Direct Room-Temperature Procedure for the Synthesis of Multimetal Metal Organic Framework Electrocatalyst Layers
Michael Wark a, Danni Balkenhohl a, Levi Laurenz Schlueschen a, Jasmin Schmeling a, Dereje Hailu Taffa a
a Institute of Chemistry, Carl von Ossietzky University Oldenburg, Carl-von-Ossietzky-Str. 9-11, 26129 Oldenburg, Germany
Materials for Sustainable Development Conference (MATSUS)
Proceedings of MATSUS Spring 2025 Conference (MATSUSSpring25)
Multifunctional microporous materials for advanced applications in materials science - #FunPorMat
Sevilla, Spain, 2025 March 3rd - 7th
Organizers: Pablo del Pino and Beatriz Pelaz
Oral, Michael Wark, presentation 138
DOI: https://doi.org/10.29363/nanoge.matsusspring.2025.138
Publication date: 16th December 2024

In recent years, metal−organic frameworks (MOFs) have been extensively investigated for diverse heterogeneous catalysis due to their diversity of structures and outstanding physical and chemical properties.[1] Currently, most related work focuses on employing MOFs as porous substrate materials to fabricate confined nanoparticle or heteroatom doped electrocatalysts.[2] However, they must typically be annealed at high temperature before application.

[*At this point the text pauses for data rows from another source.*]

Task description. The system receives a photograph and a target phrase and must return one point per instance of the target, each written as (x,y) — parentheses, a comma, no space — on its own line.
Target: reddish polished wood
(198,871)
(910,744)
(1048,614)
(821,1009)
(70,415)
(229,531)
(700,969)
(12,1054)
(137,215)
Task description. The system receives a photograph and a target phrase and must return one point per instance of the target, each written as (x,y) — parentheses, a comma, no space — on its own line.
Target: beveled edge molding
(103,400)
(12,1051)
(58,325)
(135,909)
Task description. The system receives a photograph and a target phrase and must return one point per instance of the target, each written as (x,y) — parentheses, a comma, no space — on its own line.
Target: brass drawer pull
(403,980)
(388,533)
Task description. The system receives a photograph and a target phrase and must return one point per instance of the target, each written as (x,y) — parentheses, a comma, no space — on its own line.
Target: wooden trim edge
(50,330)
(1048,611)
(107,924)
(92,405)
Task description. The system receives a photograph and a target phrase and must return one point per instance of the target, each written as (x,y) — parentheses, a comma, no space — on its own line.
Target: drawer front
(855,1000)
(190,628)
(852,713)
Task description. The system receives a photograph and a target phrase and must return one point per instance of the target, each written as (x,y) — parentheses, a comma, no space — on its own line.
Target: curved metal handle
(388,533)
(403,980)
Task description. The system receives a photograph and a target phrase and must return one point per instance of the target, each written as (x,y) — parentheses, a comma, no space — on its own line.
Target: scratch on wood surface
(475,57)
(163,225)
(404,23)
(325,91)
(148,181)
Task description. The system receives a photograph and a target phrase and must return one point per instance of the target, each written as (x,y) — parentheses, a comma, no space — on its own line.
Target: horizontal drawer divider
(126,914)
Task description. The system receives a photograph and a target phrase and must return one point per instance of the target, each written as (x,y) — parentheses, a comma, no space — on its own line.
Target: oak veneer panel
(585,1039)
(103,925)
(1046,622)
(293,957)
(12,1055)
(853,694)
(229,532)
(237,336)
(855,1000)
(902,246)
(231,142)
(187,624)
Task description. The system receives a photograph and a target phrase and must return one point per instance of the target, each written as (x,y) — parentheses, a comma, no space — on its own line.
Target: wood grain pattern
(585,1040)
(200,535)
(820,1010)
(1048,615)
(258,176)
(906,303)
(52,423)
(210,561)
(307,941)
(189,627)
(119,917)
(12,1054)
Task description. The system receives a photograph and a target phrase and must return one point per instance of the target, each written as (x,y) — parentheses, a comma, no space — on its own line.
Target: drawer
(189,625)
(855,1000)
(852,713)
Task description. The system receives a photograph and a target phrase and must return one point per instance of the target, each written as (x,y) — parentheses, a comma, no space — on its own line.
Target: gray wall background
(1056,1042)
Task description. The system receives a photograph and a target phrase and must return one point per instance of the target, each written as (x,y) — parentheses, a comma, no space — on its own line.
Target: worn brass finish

Herein, a simple room-temperature process is used to synthesize a series of bi-, tri-, tetra- or penta-metallic MOFs directly on a nickel or steel substrate. The as-prepared MOFs are applied directly as highly efficient oxygen evolution reaction (OER) electrocatalysts with no post-annealing treatment. Highest OER activity was found for the tetra-metallic Ni2Co2MnZnFex-BTC MOF outperforming those of single metal MOFs and commercial precious RuO2 catalysts significantly. With this MOF as the catalyst, OER current densities of 10 and 100 mA cm-2 can be achieved with overpotentials of only 222 and 250 mV, respectively. Meanwhile, a small Tafel slope of 30 mV dec-1 was obtained.

It was found important that some iron ions from the steel substrate are incorporated in the MOF structure due to local partial corrosion; if a nickel substrate is used some few iron ions must be added to obtain electrocatalytic activity. The presence of BTC linkers is important as well; without them no active material is deposited on the substrates.

Moreover, the catalysts show high electrochemical stability in strong basic solution as used in alkaline electrolysis. This work demonstrates that bi- and multi-metallic MOFs prepared by easy and energy-efficient deposition procedures are promising as advanced catalysts for electrochemical energy conversion.